Lateral gene transfer

R. Joel Duff (Duff@siu.edu)
Wed, 14 Aug 1996 16:23:14 -0500

>Question for Joel Duff (or anyone else on the list):
>
>What experimental -- as opposed to post hoc inferential -- evidence
>is there for lateral gene transfer? I'm pretty familiar with the
>literature on phylogenetic claims, i.e., sequence X is sitting where it
>looks rather odd: postulate a lateral transfer. But what "real time"
>(if you will) studies exist showing the acquisition of foreign genes by
>a population or species?
>
>Here's why this matters.

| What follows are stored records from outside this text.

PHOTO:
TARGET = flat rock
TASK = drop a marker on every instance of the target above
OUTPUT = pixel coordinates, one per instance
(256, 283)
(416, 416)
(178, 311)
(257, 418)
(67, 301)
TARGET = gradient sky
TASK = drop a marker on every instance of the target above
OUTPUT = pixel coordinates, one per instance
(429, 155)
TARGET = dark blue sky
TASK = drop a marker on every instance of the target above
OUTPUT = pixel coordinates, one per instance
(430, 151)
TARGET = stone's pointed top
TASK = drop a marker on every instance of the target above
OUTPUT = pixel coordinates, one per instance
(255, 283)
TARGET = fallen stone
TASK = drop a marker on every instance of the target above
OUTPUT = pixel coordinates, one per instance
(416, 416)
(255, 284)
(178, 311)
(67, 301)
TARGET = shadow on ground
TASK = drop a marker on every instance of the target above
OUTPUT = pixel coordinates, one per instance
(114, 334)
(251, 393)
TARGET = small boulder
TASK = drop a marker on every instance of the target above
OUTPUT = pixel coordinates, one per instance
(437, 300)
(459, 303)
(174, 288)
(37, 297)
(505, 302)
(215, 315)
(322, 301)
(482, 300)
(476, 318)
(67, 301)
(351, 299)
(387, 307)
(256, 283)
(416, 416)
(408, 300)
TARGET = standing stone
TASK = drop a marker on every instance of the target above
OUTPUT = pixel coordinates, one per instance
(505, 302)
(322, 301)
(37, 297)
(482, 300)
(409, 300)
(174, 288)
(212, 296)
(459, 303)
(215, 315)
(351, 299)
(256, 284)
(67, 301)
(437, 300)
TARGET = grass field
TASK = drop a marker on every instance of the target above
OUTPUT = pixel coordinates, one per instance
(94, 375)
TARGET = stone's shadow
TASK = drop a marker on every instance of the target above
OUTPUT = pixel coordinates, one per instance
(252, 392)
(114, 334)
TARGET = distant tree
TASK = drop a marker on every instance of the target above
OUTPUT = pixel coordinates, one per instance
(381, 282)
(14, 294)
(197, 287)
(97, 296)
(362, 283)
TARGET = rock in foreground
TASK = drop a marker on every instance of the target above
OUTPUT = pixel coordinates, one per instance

I'll cite a nicely provocative paper by
>Schwabe and Warr:
>
> We believe that it is possible to draw up a list of basic
> rules that underline existing molecular evolutionary models:
>
> 1. All theories are monophyletic, meaning that they all
> start with the *Urgene* and the *Urzelle* which have given
> rise to all proteins and all species, respectively.
>
> 2. Complexity evolves mainly through duplications and
> mutations in structural and control genes.
>
> 3. Genes can mutate or remain stable, migrate laterally
> from species to species, spread through a population by
> mechanisms whose operation is not fully understand, evolve
> coordinately, splice, stay silent, and exist as pseudogenes.
>
> 4. Ad hoc arguments can be invented (such as insect vectors
> or viruses) that can transport a gene into places where no
> monophyletic logic could otherwise explain its presence.
>
> This liberal spread of rules, each of which can be observed
> in use by scientists, does not just sound facetious but
> also, in our opinion, robs monophyletic molecular evolution
> of its vulnerability to disproof, and thereby of its
> entitlement to the status of a scientific theory.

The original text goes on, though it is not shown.